The site of Zakros is located near the exit of the imposing canyon. It is the fourth largest after Knossos, Phaestus and Malia. It is the only palace left with its treasury not looted, offering several masterpieces of art to the archaeologists. It was built in 1900BC and was destroyed permanently in 1450BC, just like all the other palaces in Crete. It has 8000 sq.m area and was built similarly to Knossos and Phaestus. The palace has a central courtyard, a labyrinth and a temple. The extravagant findings (leaves of gold, ivory, jewelry, vases, etc.), imply that there was a close relationship with many other important cities of the time in the Mediterranean Sea. The archaeological site is open to public, but the most important findings are kept in the Museum of Heraklion.
If you have a car it is worth driving the old dirt road to Zakros, running alongside the walls of the gorge. In some places the road passes just next to the steep cliffs and the view is staggering. When you reach the village, you should take a walk in the narrow streets and visit the churches. You can also visit the springs of Zakros, that form a small oasis with plane trees right in the middle of the wild, dry landscape of Eastern Crete.
Karoumes beach is located 29km southeast of Sitia. You’ll find it at the exit of the beautiful gorge of Chochlakia, which is worth investigating.
In order to get to this isolated beach you have to walk through the gorge, since the wild terrain of the area has kept off the roads. Therefore, in order to come here you can leave your car in the beautiful village of Chochlakia and follow the trail starting 1 km east of the village. The gorge is 3.5 km long and has running water until the summer.

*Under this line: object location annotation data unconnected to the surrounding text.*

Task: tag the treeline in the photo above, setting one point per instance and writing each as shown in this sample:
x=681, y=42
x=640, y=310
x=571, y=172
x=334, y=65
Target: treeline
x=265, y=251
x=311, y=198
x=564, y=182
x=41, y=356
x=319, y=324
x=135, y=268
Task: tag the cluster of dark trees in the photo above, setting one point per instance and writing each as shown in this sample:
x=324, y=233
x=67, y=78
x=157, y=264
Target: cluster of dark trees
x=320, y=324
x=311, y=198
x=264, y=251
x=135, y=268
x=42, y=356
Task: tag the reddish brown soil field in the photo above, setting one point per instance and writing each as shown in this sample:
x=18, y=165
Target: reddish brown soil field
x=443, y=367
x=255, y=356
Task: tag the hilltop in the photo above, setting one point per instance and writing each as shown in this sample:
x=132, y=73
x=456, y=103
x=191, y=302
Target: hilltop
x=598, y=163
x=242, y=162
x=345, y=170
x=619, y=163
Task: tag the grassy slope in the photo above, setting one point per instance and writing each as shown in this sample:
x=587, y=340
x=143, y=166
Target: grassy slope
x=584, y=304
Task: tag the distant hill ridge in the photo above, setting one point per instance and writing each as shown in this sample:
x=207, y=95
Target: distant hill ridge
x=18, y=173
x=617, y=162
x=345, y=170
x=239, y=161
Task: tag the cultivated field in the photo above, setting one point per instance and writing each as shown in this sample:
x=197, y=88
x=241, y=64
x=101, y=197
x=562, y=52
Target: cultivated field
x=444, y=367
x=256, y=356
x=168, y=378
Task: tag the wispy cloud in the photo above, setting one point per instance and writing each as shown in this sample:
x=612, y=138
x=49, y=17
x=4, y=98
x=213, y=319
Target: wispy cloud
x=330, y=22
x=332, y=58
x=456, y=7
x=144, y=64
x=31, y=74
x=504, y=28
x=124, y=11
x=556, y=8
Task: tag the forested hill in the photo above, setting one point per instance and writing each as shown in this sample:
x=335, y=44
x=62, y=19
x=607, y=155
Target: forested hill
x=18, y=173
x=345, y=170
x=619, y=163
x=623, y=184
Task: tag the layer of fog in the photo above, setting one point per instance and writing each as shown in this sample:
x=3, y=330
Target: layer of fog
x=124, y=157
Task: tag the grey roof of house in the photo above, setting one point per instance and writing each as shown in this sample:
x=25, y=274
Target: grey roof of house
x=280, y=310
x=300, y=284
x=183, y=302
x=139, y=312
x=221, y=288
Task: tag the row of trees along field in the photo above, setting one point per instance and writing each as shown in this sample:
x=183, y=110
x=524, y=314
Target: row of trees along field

Walking in a very slow tempo it will take you 1.5 hours, but the canyon is inaccessible during the winter. The path along the river is breathtaking, as the gorge with its tall cliffs takes you through the wild mountains. During spring you meet several ponds and a great variety of plants. Near the exit, the high surrounding walls turn to a small valley, just before walking onto the beautiful, secluded beach of Karoumes.
The beach has small pebbles and the water is always calm, since it has eastern orientation. There are many trees offering shade and some rocks on the north side of the beach. The beach is ideal for seclusion because of its remote position in relation to the villages and the access on foot. There are as well two tiny secret beaches with a length of only 3-5m located 300m and 400m south of the main beach.
Cave of Pelekita
The Cave of Pelekita is one of the largest caves in Crete, having a total length of 310m. Its large size, its rich decor of stalactite and stalagmite not to mention the spectacular boulders make this rather unknown cave unique on Crete.
It is located 3 km south of Karoumes beach. You will find the cave located at an altitude of 100m, at the foot of Mount Traostalos, well hidden in the bare rocks of the wild landscape. The cave entrance is located 5 km northeast of Kato Zakros, in the position Pelekita or Sikia. You will locate it by the fig tree at the narrow entrance. In order to admire the interior decoration of the cave, make sure to have a couple of torches with you.
To reach the cave, the visitor can either walk for about an hour from Kato Zakros or 15 minutes when arriving from the sea shore.